When the price of all that worthless shit was going up these bozos smugly told anyone who told them it was worthless to ‘have fun staying poor’. They made their bed. They need to eat their loses.
Duh! NFTs are a scam.
How much are NFTs worth? Not a Fucking Thing!
Nonono you didn’t read the article, the company behind says these are unique, and they were promoted by famous people, and auctioned at Sotheby’s.
Trust me, clearly they are very valuable, honest! Somehow they are claimed to still be worth $50,000!! I bet in another couple of years they’ll still be worth way over erh let me think, they may still be worth something, maybe a couple hundred? It’s the future, it’s a sure thing!!
I spent a lot of time coding some NFTs for a unique use case / idea I had. It doesn’t involve trading / speculative cryptocurrency or drawings of apes. If I ever finish it I definitely will not advertise it as using NFTs. The interesting thing to me is using them as contracts and/ or programmable money. Currently the banking system and credit card companies have a chokehold on payments/purchases/etc. But, NFTs and smart contracts in general provide an alternative to that. That to me has value inherently. Now, I’m aware that bad actors have been using crypto to circumvent laws/regulations, and I’m not in favor of that. But I also do not like the credit card system, and think there’s value in exploring alternative paradigms.
There’s nothing new under the sun.
I don’t even understand how someone could fall for NFTs. It was so obviously a stupid, broken concept from the very beginning, it hurts to know that anyone actually was so dumb spent money on this.
Conmen typically target people of low intelligence in scams because it increases the chances of said scam being successful, like the classic Nigerian Prince scam littered with spelling inaccuracies aimed at duping the idiots.
Seth Green was literally going to make a TV show about his worthless scam.
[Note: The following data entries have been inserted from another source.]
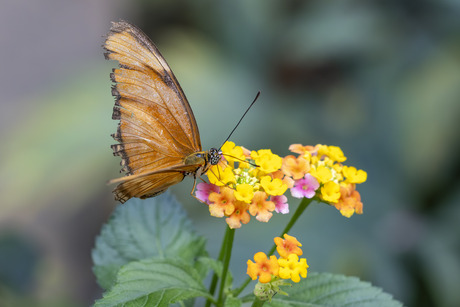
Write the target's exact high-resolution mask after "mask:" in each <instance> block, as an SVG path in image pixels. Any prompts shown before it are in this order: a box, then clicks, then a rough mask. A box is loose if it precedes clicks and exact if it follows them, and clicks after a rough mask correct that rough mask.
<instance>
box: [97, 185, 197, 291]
mask: <svg viewBox="0 0 460 307" xmlns="http://www.w3.org/2000/svg"><path fill="white" fill-rule="evenodd" d="M204 245H205V239H204V238H203V237H200V236H198V235H196V234H195V233H194V231H193V229H192V226H191V222H190V220H189V219H188V218H187V217H186V214H185V211H184V210H183V209H182V207H181V206H180V204H179V203H178V202H177V201H176V199H175V198H174V197H173V196H171V195H170V194H167V193H165V194H162V195H160V196H157V197H155V198H149V199H146V200H140V199H137V198H135V199H130V200H129V201H127V202H126V203H125V204H124V205H120V206H118V207H117V208H116V209H115V211H114V212H113V215H112V217H111V218H110V220H109V222H108V223H107V224H105V225H104V226H103V227H102V230H101V234H100V235H99V236H98V237H97V238H96V246H95V248H94V250H93V252H92V257H93V262H94V268H93V270H94V273H95V275H96V277H97V281H98V283H99V284H100V285H101V286H102V287H103V288H104V289H110V287H111V286H112V285H113V283H114V281H115V276H116V274H117V272H118V270H119V269H120V267H121V266H122V265H125V264H127V263H129V262H132V261H137V260H141V259H146V258H151V257H156V258H160V259H164V258H168V259H172V258H180V259H182V260H183V261H185V262H186V263H193V262H194V261H195V259H196V258H197V257H199V256H203V255H206V251H205V249H204Z"/></svg>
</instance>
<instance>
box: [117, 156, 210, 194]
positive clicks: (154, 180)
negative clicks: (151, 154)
mask: <svg viewBox="0 0 460 307" xmlns="http://www.w3.org/2000/svg"><path fill="white" fill-rule="evenodd" d="M200 166H201V165H199V164H195V165H179V166H176V167H170V168H166V169H162V170H159V171H153V172H151V173H141V174H137V175H129V176H126V177H121V178H118V179H114V180H111V183H115V182H121V183H120V184H119V185H118V186H117V188H116V189H115V191H114V193H115V199H116V200H119V201H120V202H121V203H124V202H126V201H127V200H128V199H130V198H131V197H139V198H148V197H153V196H156V195H158V194H160V193H162V192H164V191H165V190H166V189H167V188H169V187H170V186H171V185H174V184H176V183H179V182H181V181H182V180H183V179H184V176H185V175H184V173H188V172H195V171H196V169H197V168H199V167H200Z"/></svg>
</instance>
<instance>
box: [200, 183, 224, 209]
mask: <svg viewBox="0 0 460 307" xmlns="http://www.w3.org/2000/svg"><path fill="white" fill-rule="evenodd" d="M212 192H215V193H219V187H218V186H216V185H214V184H212V183H205V182H201V183H199V184H197V185H196V192H195V195H196V198H198V199H199V200H200V201H201V202H203V203H206V204H208V205H209V204H210V203H211V202H210V201H209V194H211V193H212Z"/></svg>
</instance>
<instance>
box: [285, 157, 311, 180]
mask: <svg viewBox="0 0 460 307" xmlns="http://www.w3.org/2000/svg"><path fill="white" fill-rule="evenodd" d="M281 170H282V171H283V172H284V173H285V174H286V175H287V176H290V177H292V178H293V179H294V180H299V179H301V178H303V177H304V176H305V174H306V173H307V172H308V171H309V170H310V164H309V163H308V161H307V160H306V159H304V158H303V157H302V156H299V157H297V158H296V157H294V156H292V155H289V156H286V157H284V159H283V166H282V167H281Z"/></svg>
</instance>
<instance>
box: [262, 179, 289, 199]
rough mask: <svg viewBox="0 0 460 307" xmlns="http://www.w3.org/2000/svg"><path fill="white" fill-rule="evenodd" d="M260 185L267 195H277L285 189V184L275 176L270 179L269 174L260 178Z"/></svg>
mask: <svg viewBox="0 0 460 307" xmlns="http://www.w3.org/2000/svg"><path fill="white" fill-rule="evenodd" d="M260 185H261V186H262V188H264V190H265V192H266V193H267V194H269V195H273V196H277V195H283V194H284V192H286V190H287V188H288V187H287V184H285V183H284V182H283V180H281V179H279V178H275V179H273V181H272V178H271V177H270V176H263V177H262V178H261V179H260Z"/></svg>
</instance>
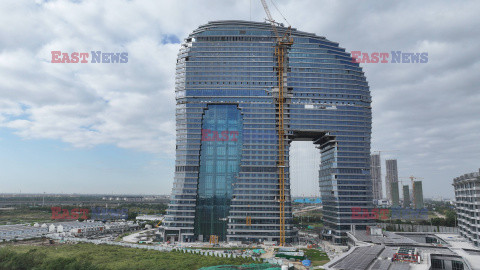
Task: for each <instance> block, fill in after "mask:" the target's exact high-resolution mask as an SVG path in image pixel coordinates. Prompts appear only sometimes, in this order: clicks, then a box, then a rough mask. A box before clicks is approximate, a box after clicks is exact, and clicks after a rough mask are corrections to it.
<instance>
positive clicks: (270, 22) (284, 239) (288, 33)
mask: <svg viewBox="0 0 480 270" xmlns="http://www.w3.org/2000/svg"><path fill="white" fill-rule="evenodd" d="M261 2H262V5H263V9H264V10H265V13H266V14H267V17H268V19H267V21H268V22H269V23H270V25H271V26H272V29H273V32H274V34H275V41H276V43H275V56H276V60H277V63H276V64H277V68H276V71H277V78H278V97H277V99H276V105H277V106H278V114H277V118H278V119H277V120H278V160H277V167H278V175H279V179H278V184H279V206H280V230H279V231H280V238H279V245H280V246H284V245H285V142H286V141H287V140H286V138H285V127H284V103H285V96H286V95H285V92H284V83H285V81H286V78H285V76H286V75H287V72H286V69H285V67H286V66H287V65H288V62H287V61H288V60H287V58H286V57H285V56H286V54H287V51H288V48H290V46H291V45H292V44H293V38H292V37H291V27H290V26H289V27H288V29H287V31H285V33H284V34H283V35H282V36H280V34H279V31H278V29H277V26H279V24H278V23H277V22H275V20H274V19H273V18H272V14H270V10H269V9H268V6H267V3H266V1H265V0H261ZM247 220H248V219H247ZM250 222H251V221H250Z"/></svg>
Like, bruh, you made Robot Chicken and have been on Family Guy for 24 years. Are you actually out of ideas?
He wanted to use it as a mascot and written off the purchase as a business expense that would also gather value because now his bored ape has a show. Tons of advertising for the ape, in the form of the show, that he flips his 300k purchase for millions would normally be a smart investment except NFTs spoil all good things.